There is no moral imperative about how a life should go. We have these cultural memes about overcoming adversity in the United States, and this is a powerful myth related to our national identity. Americans overcome. That’s what we do. We do not let things stand in our way.
That’s a nice story and most Americans buy into it, but that doesn’t mean it’s the only story, and it certainly doesn’t mean it’s the best story. There is no best story. There are just stories that various groups place a lot of meaning in.
The story of being told you can’t do something, then ignoring that and doing it anyway, is a particularly American story, I think. But there is no law saying that is the good and best story. We do not have to look on being told you can’t do something, then not doing it as a story of failure.
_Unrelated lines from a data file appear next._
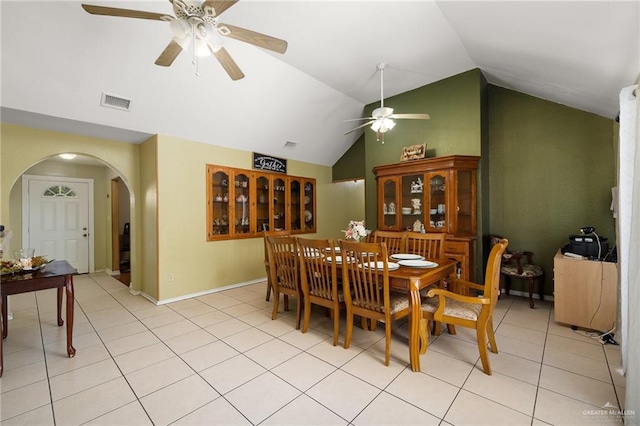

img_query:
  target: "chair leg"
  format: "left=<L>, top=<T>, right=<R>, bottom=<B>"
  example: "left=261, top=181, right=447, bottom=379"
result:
left=336, top=306, right=340, bottom=346
left=418, top=318, right=429, bottom=355
left=527, top=277, right=533, bottom=309
left=384, top=320, right=391, bottom=367
left=296, top=297, right=304, bottom=330
left=271, top=288, right=278, bottom=320
left=302, top=298, right=312, bottom=332
left=476, top=323, right=491, bottom=376
left=487, top=318, right=498, bottom=354
left=344, top=306, right=353, bottom=349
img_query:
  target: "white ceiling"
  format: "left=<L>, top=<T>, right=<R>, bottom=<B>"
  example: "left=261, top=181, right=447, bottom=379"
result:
left=0, top=0, right=640, bottom=165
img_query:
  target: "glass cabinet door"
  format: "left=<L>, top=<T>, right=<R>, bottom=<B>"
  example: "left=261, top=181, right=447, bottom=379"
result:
left=455, top=170, right=476, bottom=234
left=289, top=179, right=303, bottom=232
left=378, top=178, right=398, bottom=231
left=303, top=181, right=316, bottom=231
left=427, top=172, right=449, bottom=232
left=210, top=170, right=230, bottom=236
left=233, top=173, right=251, bottom=235
left=400, top=174, right=425, bottom=232
left=254, top=175, right=272, bottom=233
left=273, top=178, right=287, bottom=231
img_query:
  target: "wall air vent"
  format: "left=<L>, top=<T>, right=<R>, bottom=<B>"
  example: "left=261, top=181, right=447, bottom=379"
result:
left=100, top=92, right=131, bottom=111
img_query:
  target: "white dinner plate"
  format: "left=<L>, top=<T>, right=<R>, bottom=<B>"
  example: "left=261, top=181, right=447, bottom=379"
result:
left=398, top=260, right=438, bottom=268
left=325, top=256, right=351, bottom=263
left=364, top=261, right=400, bottom=271
left=390, top=253, right=424, bottom=260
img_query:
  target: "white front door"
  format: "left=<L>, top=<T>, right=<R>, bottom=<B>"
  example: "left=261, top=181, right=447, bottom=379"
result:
left=22, top=175, right=93, bottom=274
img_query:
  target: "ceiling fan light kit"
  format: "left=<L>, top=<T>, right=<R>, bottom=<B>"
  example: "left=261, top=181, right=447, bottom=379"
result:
left=344, top=62, right=429, bottom=143
left=82, top=0, right=288, bottom=80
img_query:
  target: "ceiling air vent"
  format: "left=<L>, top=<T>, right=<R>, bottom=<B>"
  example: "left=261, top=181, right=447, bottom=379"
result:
left=100, top=92, right=131, bottom=111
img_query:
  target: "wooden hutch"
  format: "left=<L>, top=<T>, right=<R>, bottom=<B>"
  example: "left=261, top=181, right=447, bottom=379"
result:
left=373, top=155, right=480, bottom=280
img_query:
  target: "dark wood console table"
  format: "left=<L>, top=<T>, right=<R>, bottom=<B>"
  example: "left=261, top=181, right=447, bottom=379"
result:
left=0, top=260, right=78, bottom=377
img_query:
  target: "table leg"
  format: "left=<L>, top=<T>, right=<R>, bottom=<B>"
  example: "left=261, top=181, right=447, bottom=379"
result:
left=409, top=278, right=422, bottom=371
left=2, top=296, right=9, bottom=339
left=0, top=298, right=4, bottom=377
left=56, top=287, right=64, bottom=327
left=64, top=275, right=76, bottom=358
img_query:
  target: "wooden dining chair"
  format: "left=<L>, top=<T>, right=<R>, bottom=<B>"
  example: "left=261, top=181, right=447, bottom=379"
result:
left=406, top=232, right=447, bottom=259
left=262, top=230, right=289, bottom=302
left=339, top=240, right=409, bottom=366
left=367, top=229, right=407, bottom=255
left=420, top=239, right=509, bottom=375
left=267, top=235, right=304, bottom=330
left=297, top=238, right=344, bottom=346
left=489, top=234, right=544, bottom=309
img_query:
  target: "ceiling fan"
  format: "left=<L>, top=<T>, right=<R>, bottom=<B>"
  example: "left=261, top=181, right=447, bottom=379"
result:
left=344, top=63, right=429, bottom=143
left=82, top=0, right=287, bottom=80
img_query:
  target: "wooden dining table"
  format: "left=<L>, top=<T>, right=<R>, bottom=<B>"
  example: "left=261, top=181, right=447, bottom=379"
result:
left=0, top=260, right=78, bottom=377
left=382, top=259, right=457, bottom=371
left=336, top=251, right=458, bottom=371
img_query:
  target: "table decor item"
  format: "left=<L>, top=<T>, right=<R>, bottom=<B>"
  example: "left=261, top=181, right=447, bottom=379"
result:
left=342, top=220, right=370, bottom=241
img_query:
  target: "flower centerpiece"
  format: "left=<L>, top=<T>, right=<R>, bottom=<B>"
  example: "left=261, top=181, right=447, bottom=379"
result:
left=342, top=220, right=369, bottom=241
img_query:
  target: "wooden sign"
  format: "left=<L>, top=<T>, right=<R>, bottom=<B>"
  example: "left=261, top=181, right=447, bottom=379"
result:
left=253, top=152, right=287, bottom=174
left=400, top=143, right=427, bottom=161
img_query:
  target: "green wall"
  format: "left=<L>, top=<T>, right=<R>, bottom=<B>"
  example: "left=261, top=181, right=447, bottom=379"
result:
left=333, top=69, right=617, bottom=295
left=488, top=86, right=616, bottom=294
left=364, top=69, right=482, bottom=233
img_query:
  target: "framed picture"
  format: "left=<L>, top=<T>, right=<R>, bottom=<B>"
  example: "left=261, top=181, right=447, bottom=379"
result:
left=400, top=143, right=427, bottom=161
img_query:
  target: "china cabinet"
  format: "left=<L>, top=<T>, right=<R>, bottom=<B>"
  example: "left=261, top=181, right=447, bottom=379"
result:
left=373, top=155, right=480, bottom=280
left=207, top=165, right=316, bottom=241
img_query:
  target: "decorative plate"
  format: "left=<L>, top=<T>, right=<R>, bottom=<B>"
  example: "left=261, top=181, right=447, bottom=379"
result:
left=390, top=253, right=424, bottom=260
left=398, top=260, right=438, bottom=268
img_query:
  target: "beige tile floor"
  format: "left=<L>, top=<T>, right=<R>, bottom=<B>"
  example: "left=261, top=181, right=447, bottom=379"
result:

My parents gave me the message that if I didn’t do something spectacular—saving the world spectacular—I’d be a failure. I have the skills to be a writer, I think. I have the skills to be a professional musician, I think. But I don’t do these things. Am I a failure? How does it help me to see myself as a failure? The only way it would help me is if I wanted to do more of these things, and was willing to put the work in to do it.
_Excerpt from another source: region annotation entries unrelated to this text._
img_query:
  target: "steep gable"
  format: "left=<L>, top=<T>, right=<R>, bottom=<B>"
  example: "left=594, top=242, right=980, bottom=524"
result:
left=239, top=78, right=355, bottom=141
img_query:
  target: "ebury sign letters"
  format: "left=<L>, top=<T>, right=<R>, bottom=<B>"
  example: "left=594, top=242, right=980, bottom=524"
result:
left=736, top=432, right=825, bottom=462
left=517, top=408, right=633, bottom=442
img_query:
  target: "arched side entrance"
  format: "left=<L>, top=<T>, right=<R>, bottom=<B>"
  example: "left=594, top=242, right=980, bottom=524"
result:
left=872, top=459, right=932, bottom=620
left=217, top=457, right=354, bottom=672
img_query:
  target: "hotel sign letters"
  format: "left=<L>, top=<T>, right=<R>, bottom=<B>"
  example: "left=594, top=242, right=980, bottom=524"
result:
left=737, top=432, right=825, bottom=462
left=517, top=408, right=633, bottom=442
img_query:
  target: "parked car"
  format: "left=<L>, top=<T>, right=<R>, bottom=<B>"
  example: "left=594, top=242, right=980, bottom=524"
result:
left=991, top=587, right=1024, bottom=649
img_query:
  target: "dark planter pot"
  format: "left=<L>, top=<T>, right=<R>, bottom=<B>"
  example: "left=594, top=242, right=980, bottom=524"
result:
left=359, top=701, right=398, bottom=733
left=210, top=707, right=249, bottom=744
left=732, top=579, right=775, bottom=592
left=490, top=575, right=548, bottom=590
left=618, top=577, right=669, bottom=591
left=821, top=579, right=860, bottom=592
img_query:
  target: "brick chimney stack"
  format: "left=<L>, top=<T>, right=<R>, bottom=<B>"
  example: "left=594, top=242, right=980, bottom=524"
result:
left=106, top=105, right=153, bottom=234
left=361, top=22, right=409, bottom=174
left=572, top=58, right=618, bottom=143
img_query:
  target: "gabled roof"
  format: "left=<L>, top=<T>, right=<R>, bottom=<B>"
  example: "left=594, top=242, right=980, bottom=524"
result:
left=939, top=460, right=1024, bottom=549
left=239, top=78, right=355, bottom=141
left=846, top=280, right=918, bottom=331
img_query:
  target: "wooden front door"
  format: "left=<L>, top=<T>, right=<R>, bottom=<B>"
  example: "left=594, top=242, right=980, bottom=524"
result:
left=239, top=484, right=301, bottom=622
I have saved enough money to retire at the age of 55. I don’t want to retire. I want to save more money so I can do more things. I enjoy playing my horn. I enjoy writing my bullshit here. Do I need to make it big at these things?
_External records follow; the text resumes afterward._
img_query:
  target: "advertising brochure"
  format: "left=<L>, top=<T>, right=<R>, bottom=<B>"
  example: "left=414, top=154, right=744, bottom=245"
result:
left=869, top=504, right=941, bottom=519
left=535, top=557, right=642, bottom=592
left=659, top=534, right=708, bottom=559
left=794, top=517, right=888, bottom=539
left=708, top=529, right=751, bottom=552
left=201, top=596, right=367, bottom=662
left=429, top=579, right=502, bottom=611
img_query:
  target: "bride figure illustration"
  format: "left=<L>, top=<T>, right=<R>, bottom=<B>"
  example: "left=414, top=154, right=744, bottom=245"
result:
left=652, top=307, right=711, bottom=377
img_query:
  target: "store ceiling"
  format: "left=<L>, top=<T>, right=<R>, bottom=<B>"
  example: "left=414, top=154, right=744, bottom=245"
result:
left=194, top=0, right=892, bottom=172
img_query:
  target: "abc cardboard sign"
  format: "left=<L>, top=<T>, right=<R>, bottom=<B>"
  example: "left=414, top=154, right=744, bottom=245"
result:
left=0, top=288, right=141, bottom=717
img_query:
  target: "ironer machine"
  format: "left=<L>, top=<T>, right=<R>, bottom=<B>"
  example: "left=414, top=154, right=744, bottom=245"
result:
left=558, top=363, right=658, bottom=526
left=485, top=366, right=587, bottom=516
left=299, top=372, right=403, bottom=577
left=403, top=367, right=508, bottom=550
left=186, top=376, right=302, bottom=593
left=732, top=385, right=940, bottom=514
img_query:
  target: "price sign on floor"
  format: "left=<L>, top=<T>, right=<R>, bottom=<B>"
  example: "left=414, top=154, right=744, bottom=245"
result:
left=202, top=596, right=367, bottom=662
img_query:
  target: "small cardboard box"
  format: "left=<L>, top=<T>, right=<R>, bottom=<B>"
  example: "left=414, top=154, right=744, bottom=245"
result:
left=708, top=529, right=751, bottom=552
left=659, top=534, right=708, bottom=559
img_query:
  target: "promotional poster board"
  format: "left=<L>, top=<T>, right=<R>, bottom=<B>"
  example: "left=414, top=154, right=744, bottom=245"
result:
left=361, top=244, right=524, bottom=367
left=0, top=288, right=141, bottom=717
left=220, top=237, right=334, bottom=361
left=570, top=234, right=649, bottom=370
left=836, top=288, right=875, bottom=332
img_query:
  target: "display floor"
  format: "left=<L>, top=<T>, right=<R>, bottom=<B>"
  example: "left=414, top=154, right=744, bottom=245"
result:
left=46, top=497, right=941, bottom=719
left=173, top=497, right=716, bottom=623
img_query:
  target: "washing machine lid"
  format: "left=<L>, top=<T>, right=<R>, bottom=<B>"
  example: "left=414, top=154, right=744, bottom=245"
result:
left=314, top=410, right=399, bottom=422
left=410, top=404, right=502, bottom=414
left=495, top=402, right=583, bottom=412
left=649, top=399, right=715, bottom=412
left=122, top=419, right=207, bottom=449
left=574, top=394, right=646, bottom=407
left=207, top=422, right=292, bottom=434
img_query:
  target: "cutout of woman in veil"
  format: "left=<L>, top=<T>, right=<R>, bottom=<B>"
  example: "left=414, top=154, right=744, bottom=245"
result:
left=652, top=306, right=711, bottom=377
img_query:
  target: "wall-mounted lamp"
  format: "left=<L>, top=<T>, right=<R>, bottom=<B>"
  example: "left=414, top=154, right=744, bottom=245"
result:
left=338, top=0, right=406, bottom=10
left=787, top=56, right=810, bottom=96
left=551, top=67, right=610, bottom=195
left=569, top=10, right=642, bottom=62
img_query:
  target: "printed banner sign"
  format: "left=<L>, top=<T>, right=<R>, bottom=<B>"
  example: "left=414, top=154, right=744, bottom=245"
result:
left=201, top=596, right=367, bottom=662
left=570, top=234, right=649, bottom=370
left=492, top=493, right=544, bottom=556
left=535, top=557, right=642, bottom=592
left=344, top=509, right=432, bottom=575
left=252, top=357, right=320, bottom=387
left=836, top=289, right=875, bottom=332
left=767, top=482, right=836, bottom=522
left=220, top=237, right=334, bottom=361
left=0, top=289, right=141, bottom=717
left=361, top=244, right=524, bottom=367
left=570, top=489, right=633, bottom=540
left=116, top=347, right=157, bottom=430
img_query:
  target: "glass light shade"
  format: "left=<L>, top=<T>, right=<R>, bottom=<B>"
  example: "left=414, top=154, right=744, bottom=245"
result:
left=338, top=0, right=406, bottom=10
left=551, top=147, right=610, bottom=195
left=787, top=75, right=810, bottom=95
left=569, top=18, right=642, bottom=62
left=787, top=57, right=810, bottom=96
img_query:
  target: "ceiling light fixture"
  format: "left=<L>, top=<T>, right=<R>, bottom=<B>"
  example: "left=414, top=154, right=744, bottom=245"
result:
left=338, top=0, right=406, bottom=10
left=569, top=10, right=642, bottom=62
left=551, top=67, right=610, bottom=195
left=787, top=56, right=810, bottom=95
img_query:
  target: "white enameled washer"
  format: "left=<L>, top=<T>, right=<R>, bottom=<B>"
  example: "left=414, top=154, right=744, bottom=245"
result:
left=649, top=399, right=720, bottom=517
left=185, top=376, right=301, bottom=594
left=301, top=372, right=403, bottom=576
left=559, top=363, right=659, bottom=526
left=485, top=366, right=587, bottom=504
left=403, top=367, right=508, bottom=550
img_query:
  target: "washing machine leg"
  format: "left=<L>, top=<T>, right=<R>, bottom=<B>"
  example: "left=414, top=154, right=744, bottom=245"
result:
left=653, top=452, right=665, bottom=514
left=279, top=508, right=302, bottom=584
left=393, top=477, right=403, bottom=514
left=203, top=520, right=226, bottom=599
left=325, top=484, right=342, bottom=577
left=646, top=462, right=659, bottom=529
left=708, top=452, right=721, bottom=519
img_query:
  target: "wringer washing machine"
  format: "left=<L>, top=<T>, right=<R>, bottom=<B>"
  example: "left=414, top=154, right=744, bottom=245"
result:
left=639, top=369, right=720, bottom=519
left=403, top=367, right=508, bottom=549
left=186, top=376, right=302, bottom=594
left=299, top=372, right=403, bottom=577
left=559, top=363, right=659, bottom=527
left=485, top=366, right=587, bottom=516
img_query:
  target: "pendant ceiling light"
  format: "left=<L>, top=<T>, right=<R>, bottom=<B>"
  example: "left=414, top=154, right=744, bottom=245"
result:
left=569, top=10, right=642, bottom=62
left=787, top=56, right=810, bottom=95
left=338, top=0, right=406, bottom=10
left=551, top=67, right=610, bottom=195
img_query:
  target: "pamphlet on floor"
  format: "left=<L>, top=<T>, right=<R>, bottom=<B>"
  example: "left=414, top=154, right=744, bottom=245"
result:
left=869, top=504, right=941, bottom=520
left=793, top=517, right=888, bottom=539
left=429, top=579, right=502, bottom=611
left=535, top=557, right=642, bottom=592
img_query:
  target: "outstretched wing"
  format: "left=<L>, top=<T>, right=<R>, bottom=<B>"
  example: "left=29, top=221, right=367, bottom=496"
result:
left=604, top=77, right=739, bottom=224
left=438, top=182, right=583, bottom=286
Not really. What I want to make it big at is being loved. That’s what really makes me feel good. And I can be loved accomplishments or not. I don’t need to overcome huge obstacles in order to be loved, although I have done so. But there is no objective moral imperative about how to live a life and about what a person must do to be considered successful. And it really doesn’t have to matter what anyone else thinks about you. You get to decide what to think about your life.
People who like they have to prove something to someone—those are the ones who will listen to those who say they can’t, and then then prove them wrong. People who are secure in their own selves don’t really give a shit what anyone else says or things. They do what they want to do.
I think most of my life I have naturally been a person who does what he wants, except I have always had these secret fears that I’m not good enough, and I’ve tried to find evidence that people do appreciate or admire me. But when it comes down to it, I don’t care enough to do what it takes to get admiration. I just end up deciding that I think what I think, and I’m not going to change for the admiration of someone else.